Maybe it is, maybe it isn’t. A few weeks ago, I began the arduous task of searching online for colleges to make my doctorate degree dream a reality. Perhaps it was just an off day because the only thing it did was leave me frustrated and resigned to not fulfilling that dream. I kept finding programs with projected completion dates near the 8 year mark. And the cost? Guess again. Even with tuition assistance, etc., it was beyond me.

Chalkboard = Dinosaur

Fast forward to end of last week when I attended a brief on how to make civilian programs work for you. You, the commoner. 90 mins later, I returned to my office with motivation, a renewed purpose, and some homework. Operation phD! Using TA in conjunction with the GI Bill should result in a reasonably affordable degree in T-minus 3 years. Doable. I might even be able to maintain my sanity and a slight social life. As long as I can write papers while we talk. That’s normal, right?

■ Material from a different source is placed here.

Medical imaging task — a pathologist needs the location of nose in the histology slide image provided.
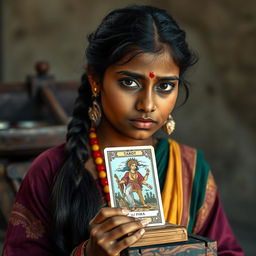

I’ve chosen a school, a program, and am in the process of finagling funding. Making military service work for me. Honestly, when I joined the Navy, I didn’t think it would be useful for obtaining another degree. For some reason I was under the impression it wouldn’t pay for anything beyond a master’s and since I already had one it wouldn’t pay for a second either. During eval season it was difficult for me to show I was progressing professionally outside of the Navy because my points were already full. So I said I wanted to learn how to whistle. And it did not go over well. My goal is to finish in 3 years or less…I even timed it not to interfere with anyone else who may be graduating. No show-stealing. Even though I didn’t quite get going when I said I would (by the time mini is 5 – she’s now 6), this is a valid goal no matter her age. Or mine. She will still get to experience mommy’s rapidly increasing number of gray hairs. And long nights of writing. Welcome to adulthood, girlie!

school supplies

The last time I went to school was over 11 years ago. I’m one of those complete whackadoo’s who really miss school. I love it! My master’s program was fantastic. All we did was write so of course. The feeling of accomplishing a lengthy paper or assignment is like an adrenaline rush all over my body. It’s figuratively my drug of choice. Drugs are very expensive. So I’ve heard. Anyway. I remember switching careers a year into the master’s degree wondering why I thought that was a good idea. Not only did I have to learn a new job but I also had to find time to write double digit papers on a new schedule. No big moves on the horizon this time – in fact I’m hoping this is the final straw I need to progress in other places.

Alas, I still can’t whistle. But I’ll have “Dr.” before my name so who cares.

___________________

I ask you –

Who wants on my commencement guest list? Location: TBD.

Anyone interested in volunteering to teach me how to whistle?

Tell me your highest level of education! I want to share in your accomplishments.